Este sistema de armas se despliega sobre un vehículo lanzador TEL de 16 ruedas, lo que le permite moverse por carreteras y terrenos complejos para evitar que lo detecten y ataquen. El misil mide 23 metros de largo y se transporta dentro de un contenedor cilíndrico grande montado en la parte trasera del camión. Para lanzar, el vehículo se detiene, estabiliza y luego usa gatos hidráulicos para elevar el contenedor a una posición vertical. El RS-24 puede portar múltiples ojivas nucleares independientes (MIRV), que pueden atacar objetivos diferentes con un solo misil, lo que complica mucho las defensas antimisiles.


Características técnicas y dimensiones

El misil completo tiene una longitud de 23 metros, con un diámetro o anchura de 3,4 metros y una altura de 3,3 metros para el contenedor de lanzamiento. El vehículo TEL que lo transporta posee una cabina de conducción dividida, con secciones separadas para la tripulación. Esta configuración mejora la supervivencia del equipo y permite operar en condiciones de alerta máxima. El proceso para preparar el lanzamiento es rápido, ya que los sistemas hidráulicos levantan el pesado contenedor en cuestión de minutos.

Capacidad de armamento y función estratégica

Su armamento principal es un solo misil RS-24, pero este puede llevar entre tres y seis ojivas nucleares MIRV, según las fuentes. Esta capacidad permite que un solo lanzador amenace varias ciudades o instalaciones militares al mismo tiempo, saturando los posibles escudos defensivos.
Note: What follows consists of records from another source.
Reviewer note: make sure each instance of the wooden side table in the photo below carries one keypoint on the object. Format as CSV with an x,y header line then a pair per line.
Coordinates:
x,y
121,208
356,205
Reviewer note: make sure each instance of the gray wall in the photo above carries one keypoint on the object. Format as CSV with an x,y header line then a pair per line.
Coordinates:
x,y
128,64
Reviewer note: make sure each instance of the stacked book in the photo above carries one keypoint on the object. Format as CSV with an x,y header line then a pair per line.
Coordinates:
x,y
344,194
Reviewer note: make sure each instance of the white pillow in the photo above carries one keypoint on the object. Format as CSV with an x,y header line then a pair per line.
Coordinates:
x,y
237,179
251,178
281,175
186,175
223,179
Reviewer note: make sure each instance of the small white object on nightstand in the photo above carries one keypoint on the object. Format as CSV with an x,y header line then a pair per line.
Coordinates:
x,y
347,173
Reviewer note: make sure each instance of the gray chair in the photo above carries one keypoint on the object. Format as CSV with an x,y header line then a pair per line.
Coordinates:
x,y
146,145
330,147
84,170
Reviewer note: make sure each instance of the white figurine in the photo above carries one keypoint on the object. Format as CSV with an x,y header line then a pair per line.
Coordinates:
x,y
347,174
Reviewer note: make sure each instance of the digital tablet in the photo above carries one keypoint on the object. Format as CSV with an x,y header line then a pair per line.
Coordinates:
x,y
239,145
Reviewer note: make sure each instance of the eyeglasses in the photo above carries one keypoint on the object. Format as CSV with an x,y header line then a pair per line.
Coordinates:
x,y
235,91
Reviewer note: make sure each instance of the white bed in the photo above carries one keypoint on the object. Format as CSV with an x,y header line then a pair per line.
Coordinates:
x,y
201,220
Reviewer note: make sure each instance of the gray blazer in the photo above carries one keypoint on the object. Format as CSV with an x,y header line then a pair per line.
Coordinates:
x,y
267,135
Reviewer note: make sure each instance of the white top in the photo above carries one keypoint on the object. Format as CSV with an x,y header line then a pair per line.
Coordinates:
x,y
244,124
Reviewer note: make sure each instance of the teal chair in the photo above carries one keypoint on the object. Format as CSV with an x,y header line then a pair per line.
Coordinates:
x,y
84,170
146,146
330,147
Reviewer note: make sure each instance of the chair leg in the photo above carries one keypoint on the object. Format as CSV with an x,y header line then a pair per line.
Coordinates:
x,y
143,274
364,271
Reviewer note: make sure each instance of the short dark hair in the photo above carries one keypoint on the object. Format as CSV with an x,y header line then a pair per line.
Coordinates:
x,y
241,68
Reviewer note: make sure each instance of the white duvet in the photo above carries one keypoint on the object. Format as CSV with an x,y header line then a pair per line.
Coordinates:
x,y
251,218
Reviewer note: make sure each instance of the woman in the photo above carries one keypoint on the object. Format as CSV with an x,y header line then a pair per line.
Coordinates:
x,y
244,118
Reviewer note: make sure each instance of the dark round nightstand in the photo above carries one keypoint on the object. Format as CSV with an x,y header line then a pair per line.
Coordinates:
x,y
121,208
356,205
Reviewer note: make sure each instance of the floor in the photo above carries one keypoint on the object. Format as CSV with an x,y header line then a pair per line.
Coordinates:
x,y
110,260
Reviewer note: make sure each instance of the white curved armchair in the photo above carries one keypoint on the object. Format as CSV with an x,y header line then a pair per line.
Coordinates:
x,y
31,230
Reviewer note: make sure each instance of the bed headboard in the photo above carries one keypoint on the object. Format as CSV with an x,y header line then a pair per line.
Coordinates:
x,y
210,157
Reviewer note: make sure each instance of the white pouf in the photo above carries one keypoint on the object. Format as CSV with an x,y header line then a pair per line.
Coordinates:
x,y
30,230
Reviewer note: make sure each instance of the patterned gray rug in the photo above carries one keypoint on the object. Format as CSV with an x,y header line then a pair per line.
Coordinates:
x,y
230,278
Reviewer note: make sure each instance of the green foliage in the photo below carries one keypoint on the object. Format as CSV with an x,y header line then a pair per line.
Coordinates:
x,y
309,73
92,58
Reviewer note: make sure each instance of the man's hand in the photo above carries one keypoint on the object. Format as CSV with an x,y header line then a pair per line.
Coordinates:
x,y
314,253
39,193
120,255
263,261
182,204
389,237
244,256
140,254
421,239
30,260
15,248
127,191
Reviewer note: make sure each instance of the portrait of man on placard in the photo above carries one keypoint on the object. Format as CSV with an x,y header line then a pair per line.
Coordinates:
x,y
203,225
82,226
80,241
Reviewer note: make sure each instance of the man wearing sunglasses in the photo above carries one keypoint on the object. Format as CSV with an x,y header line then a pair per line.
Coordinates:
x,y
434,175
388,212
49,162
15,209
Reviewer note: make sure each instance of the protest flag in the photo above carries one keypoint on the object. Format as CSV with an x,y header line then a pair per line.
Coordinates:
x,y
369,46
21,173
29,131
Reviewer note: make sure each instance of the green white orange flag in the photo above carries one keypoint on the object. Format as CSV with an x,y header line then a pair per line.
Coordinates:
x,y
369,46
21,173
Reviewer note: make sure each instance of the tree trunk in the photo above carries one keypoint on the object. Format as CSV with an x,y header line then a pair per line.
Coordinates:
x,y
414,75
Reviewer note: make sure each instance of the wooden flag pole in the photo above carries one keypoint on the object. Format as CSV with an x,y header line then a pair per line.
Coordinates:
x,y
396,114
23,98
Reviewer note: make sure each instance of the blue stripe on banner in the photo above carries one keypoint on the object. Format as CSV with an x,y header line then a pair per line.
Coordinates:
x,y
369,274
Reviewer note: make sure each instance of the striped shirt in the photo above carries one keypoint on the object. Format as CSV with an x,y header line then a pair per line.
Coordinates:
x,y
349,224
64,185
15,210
Como componente clave de las fuerzas de disuasión nucleares rusas, su movilidad es su principal ventaja, ya que puede esconderse en vastas áreas boscosas o desplazarse constantemente, lo que hace muy difícil rastrear su ubicación exacta.

Su presencia en un desfile garantiza que nadie se aburra, aunque el espectáculo pirotécnico que representa es, sin duda, el más contundente y menos recomendable para replicar en casa.